My original image was intended to be a distroless image for running the reports, which
would generally have meant an ENTRYPOINT command. However, since I wanted to execute
the CI steps in the container (which is a common pattern), that wouldn't work
without some modifications to the CI file:
docker_test:
image:
name: "${CI_REGISTRY_IMAGE}/${CI_COMMIT_REF_SLUG}:${CI_COMMIT_SHA}"
entrypoint: ["/usr/bin/sh", "-c"]
I'd imagine most people won't run into this problem, as the requirement that the images used for GitLab CI includes a shell. As such most folks will just use an image that has a shell, and thus likely uses the shell as the entrypoint.
In this case, I know the shell is there, and we need to tell Docker where to go get it.

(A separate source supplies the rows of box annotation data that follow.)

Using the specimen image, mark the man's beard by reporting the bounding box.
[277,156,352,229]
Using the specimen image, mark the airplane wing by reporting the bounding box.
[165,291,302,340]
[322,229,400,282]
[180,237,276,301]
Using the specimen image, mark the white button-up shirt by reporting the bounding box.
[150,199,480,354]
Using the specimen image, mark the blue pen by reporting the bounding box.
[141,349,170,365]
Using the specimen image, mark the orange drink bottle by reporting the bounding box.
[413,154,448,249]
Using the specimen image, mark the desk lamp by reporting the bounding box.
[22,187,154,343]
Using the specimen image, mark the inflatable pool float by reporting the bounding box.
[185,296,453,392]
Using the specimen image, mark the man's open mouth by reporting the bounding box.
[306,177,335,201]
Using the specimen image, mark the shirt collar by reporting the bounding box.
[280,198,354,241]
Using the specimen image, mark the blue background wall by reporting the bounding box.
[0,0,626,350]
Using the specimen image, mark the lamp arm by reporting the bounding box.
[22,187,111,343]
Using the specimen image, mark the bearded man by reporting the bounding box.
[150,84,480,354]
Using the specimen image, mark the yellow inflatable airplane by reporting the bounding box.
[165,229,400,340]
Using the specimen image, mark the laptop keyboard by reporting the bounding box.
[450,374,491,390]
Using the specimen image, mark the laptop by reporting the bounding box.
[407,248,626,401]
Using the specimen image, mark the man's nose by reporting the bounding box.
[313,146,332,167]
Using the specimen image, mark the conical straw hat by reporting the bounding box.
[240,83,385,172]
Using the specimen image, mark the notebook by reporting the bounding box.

This seems to be a good balance between needing to modify the existing entrypoint and having to restrict the processes to just kubernetes.
Conclusion
All told, a small bit of annoyance, thankfully mostly during the testing phase. I did have to adjust the image due to a long-running job failing bacause it happened to hit the docker runner instead of the kubernetes runner, which was the impetus for this whole exploration.